Re: 9634 (Run 0, Clone 9, Gen 5)

Posted: Sat Oct 17, 2015 6:17 pm
by billford
Grandpa_01 wrote:But PG can help alleviate the problem by moving them out of general circulation or by removing them from being assigned to Linux until a fix is found. Removing them from being assigned to Linux would probably have the least effect because there are not that many donors running GPU's on Linux.
It's a pity that the bigadv flag is otherwise occupied- it could be useful (and appropriate) here to give it a meaning on Linux of, in effect, "adv plus Core_21". Then those who didn't want to take the risk could just use "adv".

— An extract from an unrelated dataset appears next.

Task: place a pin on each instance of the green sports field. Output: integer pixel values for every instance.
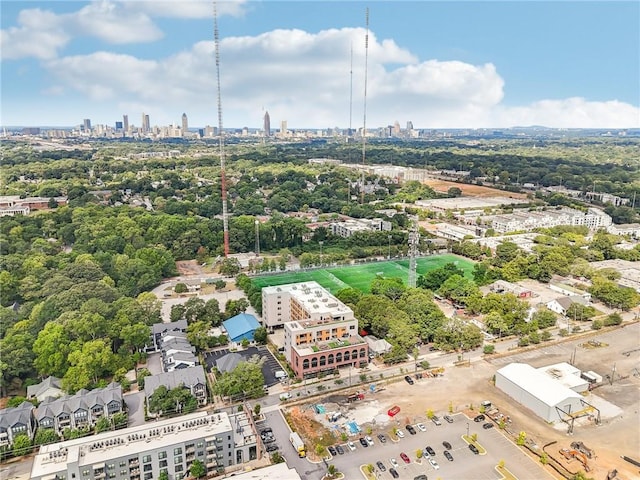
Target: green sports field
(360, 276)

Re: 9634 (Run 0, Clone 9, Gen 5)

Posted: Sat Oct 17, 2015 6:23 pm
by Grandpa_01
billford wrote:
Grandpa_01 wrote:But PG can help alleviate the problem by moving them out of general circulation or by removing them from being assigned to Linux until a fix is found. Removing them from being assigned to Linux would probably have the least effect because there are not that many donors running GPU's on Linux.
It's a pity that the bigadv flag is otherwise occupied- it could be useful (and appropriate) here to give it a meaning on Linux of, in effect, "adv plus Core_21". Then those who didn't want to take the risk could just use "adv".
That is some creative thinking, I like that I will give you an attboy on that. :wink: I do believe there is a bigbeta flag available

Re: 9634 (Run 0, Clone 9, Gen 5)

Posted: Sat Oct 17, 2015 6:39 pm
by billford
Grandpa_01 wrote: That is some creative thinking, I like that I will give you an attboy on that. :wink: I do believe there is a bigbeta flag available
Thanks :)

From a purely personal viewpoint I'd be quite happy to run with that flag to help out where I can, provided it didn't also mean getting full-blown beta WUs- I've done beta testing in the past but prefer a quieter life at my age :ewink:

Re: 9634 (Run 0, Clone 9, Gen 5)

Posted: Sat Oct 17, 2015 10:37 pm
by toTOW
Don't be mistaken, I saw many bad states and some stuck WUs on Windows too. This is not specific to Linux.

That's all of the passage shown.